Firstly, one thing about your list of components does not make sense. The construction of AST is (to a large extent) of parsing, so it either should not be there, or at least should be before AST.
You have a lexer. All this gives you individual tokens. In any case, you will need the actual parser, because ordinary languages โโare not interesting for programming. You cannot even (correctly) express expressions. Hell, you can't handle operator priority.

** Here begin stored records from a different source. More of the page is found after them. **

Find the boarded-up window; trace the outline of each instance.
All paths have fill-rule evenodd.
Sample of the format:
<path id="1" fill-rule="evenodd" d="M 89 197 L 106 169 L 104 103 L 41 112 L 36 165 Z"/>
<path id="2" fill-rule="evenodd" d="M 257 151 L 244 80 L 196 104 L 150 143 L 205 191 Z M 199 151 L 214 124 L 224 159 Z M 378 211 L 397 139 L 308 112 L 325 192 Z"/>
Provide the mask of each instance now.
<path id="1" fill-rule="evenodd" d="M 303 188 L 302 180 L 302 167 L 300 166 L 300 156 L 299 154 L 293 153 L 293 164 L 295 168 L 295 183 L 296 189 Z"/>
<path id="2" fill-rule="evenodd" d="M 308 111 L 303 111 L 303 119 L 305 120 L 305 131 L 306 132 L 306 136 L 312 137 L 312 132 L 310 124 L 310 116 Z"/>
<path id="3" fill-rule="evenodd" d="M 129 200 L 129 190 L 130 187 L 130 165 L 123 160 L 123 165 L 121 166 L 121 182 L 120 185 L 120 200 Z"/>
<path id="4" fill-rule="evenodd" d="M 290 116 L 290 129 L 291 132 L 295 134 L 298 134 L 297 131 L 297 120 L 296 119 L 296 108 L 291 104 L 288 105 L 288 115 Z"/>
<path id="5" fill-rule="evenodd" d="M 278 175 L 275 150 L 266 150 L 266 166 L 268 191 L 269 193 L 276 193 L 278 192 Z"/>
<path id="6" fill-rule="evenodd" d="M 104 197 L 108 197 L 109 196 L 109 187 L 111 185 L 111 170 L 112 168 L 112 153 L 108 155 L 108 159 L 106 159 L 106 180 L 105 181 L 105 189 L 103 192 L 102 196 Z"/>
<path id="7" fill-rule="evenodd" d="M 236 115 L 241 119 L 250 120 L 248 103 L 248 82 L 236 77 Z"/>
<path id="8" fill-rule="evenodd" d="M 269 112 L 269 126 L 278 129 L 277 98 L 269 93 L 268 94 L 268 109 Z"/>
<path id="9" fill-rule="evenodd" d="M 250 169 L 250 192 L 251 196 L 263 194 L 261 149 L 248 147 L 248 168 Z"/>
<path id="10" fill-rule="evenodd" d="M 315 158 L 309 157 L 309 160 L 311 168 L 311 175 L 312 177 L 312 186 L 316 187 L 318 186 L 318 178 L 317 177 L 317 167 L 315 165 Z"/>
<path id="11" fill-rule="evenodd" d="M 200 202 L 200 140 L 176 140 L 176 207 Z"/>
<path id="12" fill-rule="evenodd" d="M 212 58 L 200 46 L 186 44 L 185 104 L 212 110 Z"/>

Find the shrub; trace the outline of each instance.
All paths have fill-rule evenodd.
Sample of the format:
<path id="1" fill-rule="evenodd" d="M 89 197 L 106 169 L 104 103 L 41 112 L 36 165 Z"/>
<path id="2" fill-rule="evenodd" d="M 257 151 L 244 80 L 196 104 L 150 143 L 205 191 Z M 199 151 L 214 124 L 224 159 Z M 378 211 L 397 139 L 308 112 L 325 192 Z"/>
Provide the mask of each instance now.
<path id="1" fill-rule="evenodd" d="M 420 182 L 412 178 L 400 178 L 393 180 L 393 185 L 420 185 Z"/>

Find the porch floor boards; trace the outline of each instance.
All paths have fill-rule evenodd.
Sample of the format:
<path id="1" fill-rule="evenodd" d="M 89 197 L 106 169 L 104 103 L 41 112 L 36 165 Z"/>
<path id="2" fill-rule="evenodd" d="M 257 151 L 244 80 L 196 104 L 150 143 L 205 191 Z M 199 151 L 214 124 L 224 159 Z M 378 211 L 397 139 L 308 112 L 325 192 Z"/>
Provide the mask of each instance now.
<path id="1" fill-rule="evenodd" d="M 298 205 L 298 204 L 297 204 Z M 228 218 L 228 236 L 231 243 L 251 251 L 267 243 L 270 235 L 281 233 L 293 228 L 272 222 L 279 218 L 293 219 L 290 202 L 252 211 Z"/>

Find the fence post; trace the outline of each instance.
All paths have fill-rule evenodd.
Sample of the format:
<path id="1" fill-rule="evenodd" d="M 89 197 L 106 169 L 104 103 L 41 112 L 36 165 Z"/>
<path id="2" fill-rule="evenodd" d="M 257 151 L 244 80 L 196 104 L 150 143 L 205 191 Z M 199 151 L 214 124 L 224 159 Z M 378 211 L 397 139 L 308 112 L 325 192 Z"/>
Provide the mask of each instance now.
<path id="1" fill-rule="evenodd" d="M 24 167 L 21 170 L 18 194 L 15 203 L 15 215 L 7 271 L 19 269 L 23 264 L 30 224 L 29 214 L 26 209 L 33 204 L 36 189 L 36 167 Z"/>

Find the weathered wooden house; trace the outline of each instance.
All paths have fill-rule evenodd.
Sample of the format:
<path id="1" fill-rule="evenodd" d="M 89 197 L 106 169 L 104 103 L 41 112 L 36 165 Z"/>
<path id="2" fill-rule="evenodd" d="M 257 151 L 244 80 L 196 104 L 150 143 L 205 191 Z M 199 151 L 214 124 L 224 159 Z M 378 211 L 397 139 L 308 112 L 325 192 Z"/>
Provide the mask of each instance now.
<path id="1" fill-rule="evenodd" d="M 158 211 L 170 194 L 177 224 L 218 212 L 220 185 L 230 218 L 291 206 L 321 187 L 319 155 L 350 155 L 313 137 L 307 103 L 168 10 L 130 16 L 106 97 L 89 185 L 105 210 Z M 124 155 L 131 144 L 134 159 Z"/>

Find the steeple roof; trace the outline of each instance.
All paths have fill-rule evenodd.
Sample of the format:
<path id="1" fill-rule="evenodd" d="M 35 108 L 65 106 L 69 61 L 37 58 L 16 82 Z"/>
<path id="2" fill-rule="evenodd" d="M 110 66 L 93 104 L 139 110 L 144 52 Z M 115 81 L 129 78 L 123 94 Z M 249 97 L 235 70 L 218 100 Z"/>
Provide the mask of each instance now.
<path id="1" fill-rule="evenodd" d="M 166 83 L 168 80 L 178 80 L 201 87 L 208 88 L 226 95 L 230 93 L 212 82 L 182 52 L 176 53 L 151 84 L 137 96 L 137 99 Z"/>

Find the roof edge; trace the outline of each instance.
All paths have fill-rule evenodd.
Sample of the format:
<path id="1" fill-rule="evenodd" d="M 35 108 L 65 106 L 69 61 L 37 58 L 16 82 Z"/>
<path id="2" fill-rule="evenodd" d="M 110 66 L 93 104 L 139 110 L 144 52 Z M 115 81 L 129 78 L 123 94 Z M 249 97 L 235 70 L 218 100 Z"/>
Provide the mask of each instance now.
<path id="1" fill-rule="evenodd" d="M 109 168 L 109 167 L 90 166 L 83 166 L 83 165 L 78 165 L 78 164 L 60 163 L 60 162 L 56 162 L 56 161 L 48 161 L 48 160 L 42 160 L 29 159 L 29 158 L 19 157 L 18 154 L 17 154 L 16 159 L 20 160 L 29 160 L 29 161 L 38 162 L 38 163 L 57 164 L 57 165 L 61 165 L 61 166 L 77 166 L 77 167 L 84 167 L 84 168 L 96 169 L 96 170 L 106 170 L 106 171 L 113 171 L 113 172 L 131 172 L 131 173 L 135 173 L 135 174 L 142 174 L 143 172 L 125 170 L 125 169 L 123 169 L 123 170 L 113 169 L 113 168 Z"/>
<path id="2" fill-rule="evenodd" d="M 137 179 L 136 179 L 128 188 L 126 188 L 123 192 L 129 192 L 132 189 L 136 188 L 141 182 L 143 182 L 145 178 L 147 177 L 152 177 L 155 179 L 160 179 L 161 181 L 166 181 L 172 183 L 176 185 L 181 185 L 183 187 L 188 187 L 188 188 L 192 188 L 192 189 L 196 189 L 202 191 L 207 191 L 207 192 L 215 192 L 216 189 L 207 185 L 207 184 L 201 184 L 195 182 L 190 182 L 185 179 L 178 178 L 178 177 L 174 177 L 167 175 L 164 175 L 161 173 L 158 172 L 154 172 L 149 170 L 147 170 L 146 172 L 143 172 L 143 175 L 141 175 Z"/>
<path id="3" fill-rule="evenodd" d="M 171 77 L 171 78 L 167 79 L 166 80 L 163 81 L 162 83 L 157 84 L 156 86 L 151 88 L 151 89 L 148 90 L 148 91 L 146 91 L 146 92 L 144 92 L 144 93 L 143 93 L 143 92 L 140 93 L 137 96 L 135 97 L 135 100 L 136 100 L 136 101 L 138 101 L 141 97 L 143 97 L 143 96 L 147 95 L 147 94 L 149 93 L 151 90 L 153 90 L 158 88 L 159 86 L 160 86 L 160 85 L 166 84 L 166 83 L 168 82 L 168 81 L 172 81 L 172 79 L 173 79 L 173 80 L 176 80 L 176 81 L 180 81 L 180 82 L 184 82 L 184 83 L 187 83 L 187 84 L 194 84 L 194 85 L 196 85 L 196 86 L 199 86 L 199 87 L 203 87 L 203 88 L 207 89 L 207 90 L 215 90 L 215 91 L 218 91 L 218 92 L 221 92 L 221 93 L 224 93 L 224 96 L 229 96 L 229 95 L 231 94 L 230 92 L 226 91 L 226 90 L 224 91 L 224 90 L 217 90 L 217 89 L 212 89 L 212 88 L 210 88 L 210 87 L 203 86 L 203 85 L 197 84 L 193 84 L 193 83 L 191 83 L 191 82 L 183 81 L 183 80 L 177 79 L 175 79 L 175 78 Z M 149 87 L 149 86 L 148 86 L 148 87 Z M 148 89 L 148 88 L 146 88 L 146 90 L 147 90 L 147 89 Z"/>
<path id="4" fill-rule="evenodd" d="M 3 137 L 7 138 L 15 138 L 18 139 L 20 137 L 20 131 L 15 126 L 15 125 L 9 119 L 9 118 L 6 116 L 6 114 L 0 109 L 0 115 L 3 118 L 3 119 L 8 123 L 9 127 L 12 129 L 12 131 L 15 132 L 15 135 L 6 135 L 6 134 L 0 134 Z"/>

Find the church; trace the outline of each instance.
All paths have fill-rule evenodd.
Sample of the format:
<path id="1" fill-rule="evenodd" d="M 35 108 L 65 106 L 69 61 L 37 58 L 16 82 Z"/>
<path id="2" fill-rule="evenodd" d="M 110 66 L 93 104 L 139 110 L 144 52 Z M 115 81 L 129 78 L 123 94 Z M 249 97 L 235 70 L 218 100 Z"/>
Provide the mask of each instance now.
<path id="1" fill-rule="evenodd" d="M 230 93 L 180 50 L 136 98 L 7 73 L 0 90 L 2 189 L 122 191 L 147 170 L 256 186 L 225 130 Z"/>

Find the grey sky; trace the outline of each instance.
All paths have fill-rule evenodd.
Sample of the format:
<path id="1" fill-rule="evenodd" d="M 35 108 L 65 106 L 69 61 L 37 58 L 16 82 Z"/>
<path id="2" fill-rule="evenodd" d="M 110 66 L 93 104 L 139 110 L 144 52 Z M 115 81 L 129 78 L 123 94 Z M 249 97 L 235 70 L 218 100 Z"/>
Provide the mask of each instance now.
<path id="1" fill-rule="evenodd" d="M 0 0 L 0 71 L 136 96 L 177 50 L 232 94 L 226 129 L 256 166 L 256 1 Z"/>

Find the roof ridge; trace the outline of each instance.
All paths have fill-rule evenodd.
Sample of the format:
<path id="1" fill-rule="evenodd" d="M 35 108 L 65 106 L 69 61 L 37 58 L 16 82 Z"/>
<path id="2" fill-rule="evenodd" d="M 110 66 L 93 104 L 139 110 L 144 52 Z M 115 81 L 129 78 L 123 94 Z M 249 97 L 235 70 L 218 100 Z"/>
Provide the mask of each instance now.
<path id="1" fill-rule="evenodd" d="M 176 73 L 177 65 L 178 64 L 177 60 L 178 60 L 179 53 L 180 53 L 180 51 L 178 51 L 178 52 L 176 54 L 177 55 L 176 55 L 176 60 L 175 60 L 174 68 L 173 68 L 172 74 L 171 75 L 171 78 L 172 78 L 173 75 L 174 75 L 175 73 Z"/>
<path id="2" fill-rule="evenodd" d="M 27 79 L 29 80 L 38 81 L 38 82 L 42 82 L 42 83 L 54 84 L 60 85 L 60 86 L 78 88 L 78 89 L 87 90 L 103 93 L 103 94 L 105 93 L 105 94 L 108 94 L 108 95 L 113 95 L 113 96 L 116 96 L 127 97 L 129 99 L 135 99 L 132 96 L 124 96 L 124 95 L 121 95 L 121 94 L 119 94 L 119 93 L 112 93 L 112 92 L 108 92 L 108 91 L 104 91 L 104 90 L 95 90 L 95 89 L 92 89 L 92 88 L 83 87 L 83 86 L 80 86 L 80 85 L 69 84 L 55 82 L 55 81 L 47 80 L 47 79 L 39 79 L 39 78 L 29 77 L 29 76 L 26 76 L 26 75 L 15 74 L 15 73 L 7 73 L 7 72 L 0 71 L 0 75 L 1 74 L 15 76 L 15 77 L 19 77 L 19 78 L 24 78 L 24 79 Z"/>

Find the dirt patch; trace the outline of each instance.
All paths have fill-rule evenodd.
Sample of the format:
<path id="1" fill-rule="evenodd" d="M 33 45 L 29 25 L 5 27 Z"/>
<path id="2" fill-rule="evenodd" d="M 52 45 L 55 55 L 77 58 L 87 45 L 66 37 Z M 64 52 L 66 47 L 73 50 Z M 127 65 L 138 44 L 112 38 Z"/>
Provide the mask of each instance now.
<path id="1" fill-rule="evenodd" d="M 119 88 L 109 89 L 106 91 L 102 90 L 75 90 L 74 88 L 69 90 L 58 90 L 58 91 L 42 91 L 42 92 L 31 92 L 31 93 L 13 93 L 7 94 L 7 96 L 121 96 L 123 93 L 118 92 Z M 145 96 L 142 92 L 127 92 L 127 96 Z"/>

Token Token does not give you:
- The idea in which statements and expressions begin and end.
- The idea is how instructions are grouped in blocks.
- Idea What part of the expression has priority, associativity, etc.
- Clear, uncluttered representation in the real structure of the program.
- A structure that can be passed through many transformations, without any passage, knowing and having code to place that condition in
if enclosed in parentheses. - ... in a more general sense, any understanding is above the level of one token.
Suppose you have two passes in your compiler that optimize certain types of operators for certain arguments (say, constant folding and algebraic simplifications like x - x -> 0 ). If you pass these tokens for the expression x - x * 1 , these passages will be cluttered to find out that the first part is x * 1 . And they must know this so that the transformation is not wrong (consider 1 + 2 * 3 ).
These things are complicated enough to be eligible, as it is, so you donโt want to be bothered with parsing issues. That is why you first solve the problem of parsing, at a separate parsing stage. Then you can, say, replace the function call with your definition, without worrying about adding parentheses so that the meaning remains the same. You save time, you share problems, avoid repetition, you include simpler code in many other places, etc.
The parser shows all this and builds the AST, which therefore contains all this information. Without any additional data about the nodes, the AST form itself does not. 1, 2, 3 and more, for free. None of the subsequent basillions to follow should worry about this anymore.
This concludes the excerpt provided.